It was good to see yesterday’s article on the Yuba Sutter Arts Council sponsoring of outdoor adventures including a one-time hike in the Buttes with funding from the State Department Parks and Recreation. State Parks funds this to provide recreation for all, and provides some indication of the benefits to the community of providing recreational opportunities.
“[E]very $1 spent on creating and maintaining park trails can save almost $3 in health care costs alone.”
Unfortunately this one-time event for a limited number of people does little to provide recreation for all, considering that State Parks is sitting on the locked-up and inaccessible 1800 acre Sutter Buttes State Park. Perhaps State Parks could tell the Appeal and us why it has not spent $1 on creating and maintaining publicly accessible trails in the existing Sutter Butter State Park; or, why there has been no movement towards opening the park in the past ten years. It is pretty likely this walk will not even be on the state park property – Middle Mountain Interpretive Hikes has been reluctant to lead walks in the park due to objections to the park by some of its landowner partners.
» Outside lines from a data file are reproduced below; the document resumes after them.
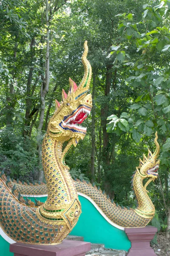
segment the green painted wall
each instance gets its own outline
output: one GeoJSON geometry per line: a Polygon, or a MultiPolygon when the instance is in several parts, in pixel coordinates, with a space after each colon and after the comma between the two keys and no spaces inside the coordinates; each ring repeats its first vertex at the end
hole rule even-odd
{"type": "Polygon", "coordinates": [[[125,231],[108,222],[88,199],[79,197],[82,213],[70,235],[83,236],[86,241],[104,244],[106,248],[128,251],[131,244],[125,231]]]}
{"type": "Polygon", "coordinates": [[[9,252],[9,244],[0,236],[0,256],[14,256],[13,253],[9,252]]]}
{"type": "MultiPolygon", "coordinates": [[[[70,235],[83,236],[85,241],[103,244],[106,248],[128,251],[131,246],[126,234],[110,225],[88,199],[79,196],[82,213],[70,235]]],[[[33,198],[28,198],[33,202],[33,198]]],[[[37,198],[44,202],[46,197],[37,198]]],[[[13,256],[9,251],[9,244],[0,236],[0,256],[13,256]]]]}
Yes, this means we are paying for access to the Buttes for a one-time limited number hike when we already own 1785 acres of the Buttes. We bought the park from willing sellers in 2003. We decided that this should be a park in 2005. We published a roughly 400 page “Cultural Resources Inventory of the Sutter Buttes, Sutter Buttes State Park,” in 2011.
When will the park be open? Perhaps the Appeal could ask State Parks what is going on here?